Norman Vine wrote:
 > Why -- all you need to do is document it
 >
 > Consider this scenario
 > I want my normal view down 20% slightly to the left
 > I can set these with the keys or whatever
 > I can now use the mouse to spin about do what ever in mouse mode
 > when I leave mouse mode I am back at my normal position

Right.  You get this feature, but only at the cost of using both the
mouse view code and the property view code everywhere that the view is
interpreted.

David's suggestion had you pushing and popping (or just saving and
restoring, if we decide we don't need more than two levels of state)
the view state inside the mouse code.  This affects only the mouse
code, and nowhere else.  Code dependencies are bad, and this has less.

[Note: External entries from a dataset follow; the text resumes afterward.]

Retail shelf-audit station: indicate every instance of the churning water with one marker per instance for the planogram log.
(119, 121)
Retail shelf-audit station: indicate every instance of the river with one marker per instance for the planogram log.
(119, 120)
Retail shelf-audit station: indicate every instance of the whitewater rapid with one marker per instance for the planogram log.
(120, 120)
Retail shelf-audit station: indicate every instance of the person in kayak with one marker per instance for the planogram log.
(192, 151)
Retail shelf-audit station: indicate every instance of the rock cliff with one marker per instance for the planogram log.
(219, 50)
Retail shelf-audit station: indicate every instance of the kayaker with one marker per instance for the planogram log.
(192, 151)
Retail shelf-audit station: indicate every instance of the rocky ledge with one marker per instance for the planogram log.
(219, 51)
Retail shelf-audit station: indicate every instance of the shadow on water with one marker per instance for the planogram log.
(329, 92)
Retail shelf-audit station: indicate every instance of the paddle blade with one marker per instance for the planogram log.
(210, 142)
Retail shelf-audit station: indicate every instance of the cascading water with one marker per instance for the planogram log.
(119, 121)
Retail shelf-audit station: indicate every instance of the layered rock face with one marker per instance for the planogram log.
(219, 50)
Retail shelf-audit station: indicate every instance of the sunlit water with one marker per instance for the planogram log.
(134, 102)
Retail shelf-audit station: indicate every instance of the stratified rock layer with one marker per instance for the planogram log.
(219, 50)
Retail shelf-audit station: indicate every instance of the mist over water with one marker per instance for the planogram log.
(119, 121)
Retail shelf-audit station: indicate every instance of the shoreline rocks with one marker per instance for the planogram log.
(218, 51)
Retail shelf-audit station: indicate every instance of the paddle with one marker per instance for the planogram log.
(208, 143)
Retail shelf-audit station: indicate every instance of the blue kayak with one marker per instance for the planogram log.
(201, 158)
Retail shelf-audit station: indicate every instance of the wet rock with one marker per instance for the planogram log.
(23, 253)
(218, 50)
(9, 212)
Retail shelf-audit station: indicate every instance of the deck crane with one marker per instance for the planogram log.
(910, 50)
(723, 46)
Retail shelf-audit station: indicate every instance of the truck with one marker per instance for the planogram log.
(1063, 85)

To pick a specific example: the virtual panel code (or, say, the sun
position code) doesn't want to care about view offset at all.  It just
wants to know where to draw.  It *certainly* doesn't want to care
about mouse view vs. property view.  There should be one, and only
one, place where clients go to get the current view orientation and
location.

Andy

-- 
Andrew J. Ross                NextBus Information Systems
Senior Software Engineer      Emeryville, CA
[EMAIL PROTECTED]              http://www.nextbus.com
"Men go crazy in conflagrations.  They only get better one by one."